Study cohorts
Four cohorts of whole exome (WES) or whole genome sequencing data (WGS) of infertile men were included in this study. The MERGE cohort includes data of 2,412 men (2,352 with WES and 60 with WGS) with various infertility phenotypes and >90% of these men were recruited at the Centre of Reproductive Medicine and Andrology (CeRA), Münster. Most men of this cohort are azoospermic (N = 1,448) or have severely reduced sperm counts: N = 454 with cryptozoospermia (sperm only identified after centrifugation of the ejaculate); N = 158 with extreme oligozoospermia (sperm count <2 million); N = 67 with severe oligozoospermic (sperm count <10 million).

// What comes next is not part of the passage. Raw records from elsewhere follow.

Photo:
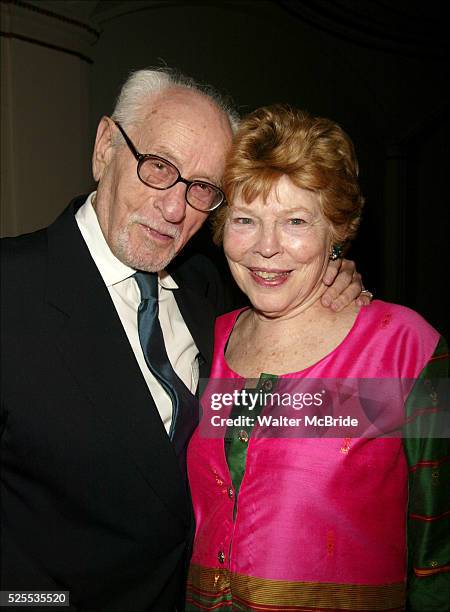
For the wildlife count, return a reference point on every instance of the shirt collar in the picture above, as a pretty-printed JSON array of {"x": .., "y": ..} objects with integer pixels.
[{"x": 111, "y": 269}]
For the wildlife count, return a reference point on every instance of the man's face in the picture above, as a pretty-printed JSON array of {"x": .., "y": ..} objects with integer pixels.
[{"x": 144, "y": 227}]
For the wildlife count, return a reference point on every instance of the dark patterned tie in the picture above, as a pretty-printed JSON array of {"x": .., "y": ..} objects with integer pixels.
[{"x": 184, "y": 404}]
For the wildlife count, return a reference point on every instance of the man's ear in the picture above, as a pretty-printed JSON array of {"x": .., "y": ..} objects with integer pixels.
[{"x": 103, "y": 149}]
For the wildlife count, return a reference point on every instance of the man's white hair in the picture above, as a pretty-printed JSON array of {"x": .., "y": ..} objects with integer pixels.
[{"x": 142, "y": 84}]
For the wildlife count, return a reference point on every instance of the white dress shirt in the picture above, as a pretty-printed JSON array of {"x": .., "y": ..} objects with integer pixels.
[{"x": 125, "y": 294}]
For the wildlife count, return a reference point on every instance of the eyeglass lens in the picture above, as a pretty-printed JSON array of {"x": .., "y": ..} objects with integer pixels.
[{"x": 160, "y": 174}]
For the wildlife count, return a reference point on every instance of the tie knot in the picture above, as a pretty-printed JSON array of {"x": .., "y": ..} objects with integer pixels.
[{"x": 148, "y": 285}]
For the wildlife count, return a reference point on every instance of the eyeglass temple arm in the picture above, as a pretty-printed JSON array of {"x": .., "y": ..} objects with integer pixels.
[{"x": 133, "y": 149}]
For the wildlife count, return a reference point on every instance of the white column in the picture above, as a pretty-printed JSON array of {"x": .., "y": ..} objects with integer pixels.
[{"x": 45, "y": 139}]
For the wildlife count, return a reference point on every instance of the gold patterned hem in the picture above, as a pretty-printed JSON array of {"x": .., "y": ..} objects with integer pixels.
[{"x": 219, "y": 589}]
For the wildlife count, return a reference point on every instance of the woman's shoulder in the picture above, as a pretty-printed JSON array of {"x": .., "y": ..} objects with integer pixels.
[
  {"x": 401, "y": 325},
  {"x": 388, "y": 313}
]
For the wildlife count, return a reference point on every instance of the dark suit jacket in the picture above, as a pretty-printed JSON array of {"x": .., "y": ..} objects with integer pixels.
[{"x": 92, "y": 497}]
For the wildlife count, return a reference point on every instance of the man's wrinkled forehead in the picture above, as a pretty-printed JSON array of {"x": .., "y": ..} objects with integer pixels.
[{"x": 185, "y": 127}]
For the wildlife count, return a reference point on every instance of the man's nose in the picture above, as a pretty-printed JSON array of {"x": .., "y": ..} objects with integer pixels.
[{"x": 172, "y": 203}]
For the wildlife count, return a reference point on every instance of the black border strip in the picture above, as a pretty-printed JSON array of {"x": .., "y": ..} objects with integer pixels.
[
  {"x": 47, "y": 13},
  {"x": 41, "y": 43}
]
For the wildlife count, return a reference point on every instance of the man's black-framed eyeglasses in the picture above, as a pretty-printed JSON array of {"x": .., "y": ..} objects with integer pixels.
[{"x": 159, "y": 173}]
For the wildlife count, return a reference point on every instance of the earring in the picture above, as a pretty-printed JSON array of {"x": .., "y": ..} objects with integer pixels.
[{"x": 336, "y": 252}]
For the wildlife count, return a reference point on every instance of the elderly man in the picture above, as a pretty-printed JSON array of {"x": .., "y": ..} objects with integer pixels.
[{"x": 98, "y": 402}]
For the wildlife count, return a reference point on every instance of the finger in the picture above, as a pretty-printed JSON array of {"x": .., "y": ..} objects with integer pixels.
[
  {"x": 364, "y": 298},
  {"x": 332, "y": 271},
  {"x": 349, "y": 265},
  {"x": 345, "y": 286}
]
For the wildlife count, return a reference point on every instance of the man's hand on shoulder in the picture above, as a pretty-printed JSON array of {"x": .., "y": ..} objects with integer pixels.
[{"x": 344, "y": 285}]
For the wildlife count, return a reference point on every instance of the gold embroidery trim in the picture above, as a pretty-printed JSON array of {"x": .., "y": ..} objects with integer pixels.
[{"x": 250, "y": 590}]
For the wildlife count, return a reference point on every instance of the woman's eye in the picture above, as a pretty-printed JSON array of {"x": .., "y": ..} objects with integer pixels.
[{"x": 242, "y": 220}]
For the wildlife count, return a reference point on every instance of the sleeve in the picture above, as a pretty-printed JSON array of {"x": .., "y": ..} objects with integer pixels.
[{"x": 428, "y": 587}]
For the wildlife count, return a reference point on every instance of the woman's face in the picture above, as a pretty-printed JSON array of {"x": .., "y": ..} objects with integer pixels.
[{"x": 278, "y": 250}]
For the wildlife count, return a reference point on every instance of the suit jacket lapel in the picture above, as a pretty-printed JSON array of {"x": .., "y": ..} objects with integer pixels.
[{"x": 95, "y": 348}]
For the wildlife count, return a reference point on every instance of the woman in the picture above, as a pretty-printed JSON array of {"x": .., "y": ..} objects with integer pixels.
[{"x": 304, "y": 523}]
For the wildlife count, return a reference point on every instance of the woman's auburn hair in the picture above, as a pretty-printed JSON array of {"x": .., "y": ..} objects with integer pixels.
[{"x": 314, "y": 152}]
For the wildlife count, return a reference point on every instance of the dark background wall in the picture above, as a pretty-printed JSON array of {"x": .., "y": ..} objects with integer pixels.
[{"x": 377, "y": 67}]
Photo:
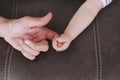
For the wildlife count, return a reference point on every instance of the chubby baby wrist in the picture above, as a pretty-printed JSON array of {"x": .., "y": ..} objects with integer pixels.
[
  {"x": 3, "y": 28},
  {"x": 68, "y": 35}
]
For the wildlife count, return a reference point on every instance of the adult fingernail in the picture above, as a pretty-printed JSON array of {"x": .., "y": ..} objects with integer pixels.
[
  {"x": 27, "y": 41},
  {"x": 20, "y": 41}
]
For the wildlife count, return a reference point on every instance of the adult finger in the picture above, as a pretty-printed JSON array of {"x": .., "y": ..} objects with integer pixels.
[
  {"x": 27, "y": 55},
  {"x": 39, "y": 46},
  {"x": 28, "y": 49}
]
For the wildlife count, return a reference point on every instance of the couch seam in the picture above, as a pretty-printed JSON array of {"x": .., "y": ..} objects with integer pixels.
[
  {"x": 99, "y": 46},
  {"x": 14, "y": 15},
  {"x": 97, "y": 50},
  {"x": 6, "y": 62}
]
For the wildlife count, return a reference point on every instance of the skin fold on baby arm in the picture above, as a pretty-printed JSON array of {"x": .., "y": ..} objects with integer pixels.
[{"x": 79, "y": 22}]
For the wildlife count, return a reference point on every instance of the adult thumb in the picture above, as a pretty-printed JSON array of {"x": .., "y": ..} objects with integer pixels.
[{"x": 37, "y": 21}]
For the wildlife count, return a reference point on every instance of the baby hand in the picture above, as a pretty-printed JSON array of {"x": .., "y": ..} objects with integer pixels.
[
  {"x": 61, "y": 43},
  {"x": 32, "y": 49}
]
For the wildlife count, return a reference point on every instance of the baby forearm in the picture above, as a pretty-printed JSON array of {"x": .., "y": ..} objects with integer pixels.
[
  {"x": 3, "y": 25},
  {"x": 83, "y": 17}
]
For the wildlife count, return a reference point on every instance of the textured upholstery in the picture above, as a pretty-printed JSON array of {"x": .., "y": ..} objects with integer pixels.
[{"x": 93, "y": 55}]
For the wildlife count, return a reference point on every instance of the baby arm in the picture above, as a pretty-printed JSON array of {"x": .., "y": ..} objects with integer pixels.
[{"x": 80, "y": 21}]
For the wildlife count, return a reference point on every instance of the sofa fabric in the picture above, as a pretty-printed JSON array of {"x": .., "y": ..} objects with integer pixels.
[{"x": 93, "y": 55}]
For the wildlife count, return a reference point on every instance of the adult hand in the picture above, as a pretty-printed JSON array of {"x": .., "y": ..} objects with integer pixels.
[
  {"x": 23, "y": 28},
  {"x": 32, "y": 46}
]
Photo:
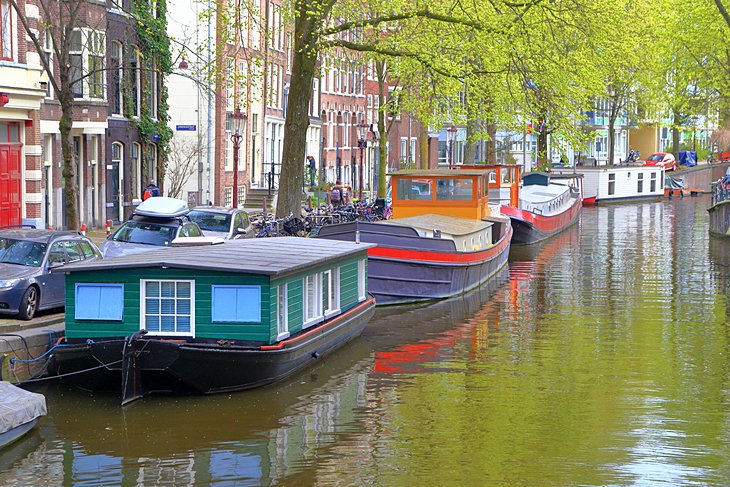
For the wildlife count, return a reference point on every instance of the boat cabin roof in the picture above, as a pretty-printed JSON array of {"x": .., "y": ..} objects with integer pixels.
[
  {"x": 447, "y": 224},
  {"x": 268, "y": 256},
  {"x": 540, "y": 194}
]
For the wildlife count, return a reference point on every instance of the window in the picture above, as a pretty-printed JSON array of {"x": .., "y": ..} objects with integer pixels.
[
  {"x": 48, "y": 54},
  {"x": 135, "y": 66},
  {"x": 238, "y": 304},
  {"x": 96, "y": 53},
  {"x": 151, "y": 88},
  {"x": 312, "y": 299},
  {"x": 6, "y": 30},
  {"x": 99, "y": 302},
  {"x": 86, "y": 54},
  {"x": 73, "y": 251},
  {"x": 454, "y": 189},
  {"x": 167, "y": 307},
  {"x": 135, "y": 171},
  {"x": 117, "y": 75},
  {"x": 282, "y": 312},
  {"x": 77, "y": 64},
  {"x": 331, "y": 292},
  {"x": 361, "y": 280}
]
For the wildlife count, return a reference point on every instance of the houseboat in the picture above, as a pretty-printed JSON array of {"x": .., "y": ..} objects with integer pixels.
[
  {"x": 719, "y": 211},
  {"x": 605, "y": 184},
  {"x": 441, "y": 241},
  {"x": 541, "y": 206},
  {"x": 210, "y": 319}
]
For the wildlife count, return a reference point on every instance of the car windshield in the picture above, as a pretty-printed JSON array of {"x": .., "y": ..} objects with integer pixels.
[
  {"x": 22, "y": 252},
  {"x": 146, "y": 233},
  {"x": 214, "y": 222}
]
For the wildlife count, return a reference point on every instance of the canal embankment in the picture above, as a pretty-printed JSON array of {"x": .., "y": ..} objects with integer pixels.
[{"x": 23, "y": 343}]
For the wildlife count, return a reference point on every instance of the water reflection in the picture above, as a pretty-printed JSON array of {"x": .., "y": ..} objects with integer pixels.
[{"x": 597, "y": 358}]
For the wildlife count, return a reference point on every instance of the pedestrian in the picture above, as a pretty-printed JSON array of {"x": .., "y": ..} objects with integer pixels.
[
  {"x": 312, "y": 169},
  {"x": 335, "y": 195},
  {"x": 151, "y": 190}
]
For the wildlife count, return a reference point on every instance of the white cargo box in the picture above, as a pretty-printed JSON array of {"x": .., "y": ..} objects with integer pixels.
[{"x": 162, "y": 207}]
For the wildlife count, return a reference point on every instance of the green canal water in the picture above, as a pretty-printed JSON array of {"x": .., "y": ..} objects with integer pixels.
[{"x": 601, "y": 358}]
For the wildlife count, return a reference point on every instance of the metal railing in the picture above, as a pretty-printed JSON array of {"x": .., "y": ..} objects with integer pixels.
[{"x": 719, "y": 191}]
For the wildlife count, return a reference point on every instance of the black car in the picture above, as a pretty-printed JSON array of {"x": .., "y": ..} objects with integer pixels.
[
  {"x": 227, "y": 223},
  {"x": 27, "y": 256}
]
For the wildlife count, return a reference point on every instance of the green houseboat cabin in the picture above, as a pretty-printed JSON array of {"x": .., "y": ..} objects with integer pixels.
[{"x": 212, "y": 318}]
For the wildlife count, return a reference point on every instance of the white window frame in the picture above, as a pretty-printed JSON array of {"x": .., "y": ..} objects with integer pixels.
[
  {"x": 315, "y": 281},
  {"x": 331, "y": 279},
  {"x": 143, "y": 307},
  {"x": 282, "y": 325},
  {"x": 362, "y": 290}
]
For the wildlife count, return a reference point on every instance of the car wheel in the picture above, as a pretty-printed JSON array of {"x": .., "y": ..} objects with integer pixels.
[{"x": 29, "y": 304}]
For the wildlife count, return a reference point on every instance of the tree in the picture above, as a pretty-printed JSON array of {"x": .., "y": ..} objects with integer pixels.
[{"x": 184, "y": 155}]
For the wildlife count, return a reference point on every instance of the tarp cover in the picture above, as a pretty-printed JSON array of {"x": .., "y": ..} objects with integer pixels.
[
  {"x": 687, "y": 158},
  {"x": 18, "y": 406}
]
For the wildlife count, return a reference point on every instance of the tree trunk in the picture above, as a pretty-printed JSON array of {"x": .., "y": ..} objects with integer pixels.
[
  {"x": 470, "y": 147},
  {"x": 70, "y": 190},
  {"x": 423, "y": 148},
  {"x": 491, "y": 143},
  {"x": 297, "y": 115},
  {"x": 676, "y": 121}
]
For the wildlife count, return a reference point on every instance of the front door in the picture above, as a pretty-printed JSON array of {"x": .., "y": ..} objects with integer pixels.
[
  {"x": 114, "y": 187},
  {"x": 10, "y": 196}
]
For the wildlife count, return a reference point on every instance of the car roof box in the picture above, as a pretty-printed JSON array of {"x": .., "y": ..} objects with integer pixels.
[{"x": 162, "y": 207}]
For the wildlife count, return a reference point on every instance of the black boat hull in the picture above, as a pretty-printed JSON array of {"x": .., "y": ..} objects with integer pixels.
[{"x": 143, "y": 365}]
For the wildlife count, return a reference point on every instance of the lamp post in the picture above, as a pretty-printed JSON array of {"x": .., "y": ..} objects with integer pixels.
[
  {"x": 451, "y": 133},
  {"x": 361, "y": 144},
  {"x": 239, "y": 119}
]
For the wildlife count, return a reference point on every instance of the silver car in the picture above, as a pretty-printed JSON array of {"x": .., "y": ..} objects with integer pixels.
[
  {"x": 26, "y": 259},
  {"x": 228, "y": 223}
]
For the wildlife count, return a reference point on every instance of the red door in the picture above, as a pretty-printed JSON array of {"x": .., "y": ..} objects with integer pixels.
[{"x": 10, "y": 184}]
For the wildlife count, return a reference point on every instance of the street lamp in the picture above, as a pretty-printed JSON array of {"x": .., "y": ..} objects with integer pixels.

Numerical chromosomal aberrations such as Klinefelter syndrome (karyotype 47,XXY) and Y-chromosomal AZF-deletions are exclusion criteria. Likely pathogenic monogenic causes for the infertile phenotype were already described in about 8% of cases24. Exome sequencing and bioinformatics analyses in the MERGE cohort were performed as previously described24.
The Strasbourg cohort comprises 23 men diagnosed with NOA. The Barcelona cohort (BCN) comprises 235 NOA men attending the Fundació Puigvert (Barcelona)51. The Nijmegen/Newcastle cohort includes exome sequencing data of 266 infertile men, 225 affected by azoospermia and 41 by cryptozoospermia52.
Ethical approval
All persons gave written consent compliant with local requirements. The study protocol was approved by the local ethics committees: MERGE Münster (2010-578-f-S) and Giessen (26/11); Strasbourg (CPP 09/40—WAC-2008-438 1W DC-2009-I 002), and Yeni Yüzyıl University, Scientific, social and noninterventional health sciences research ethics committee, Istanbul, Turkey (approval no: 2019/08); Barcelona: (2014/04c); Newcastle: (Newcastle:REC ref. 18/NE/0089), Nijmegen: (NL50495.091.14 version 5.0). All experiments were performed in accordance with relevant guidelines and regulations.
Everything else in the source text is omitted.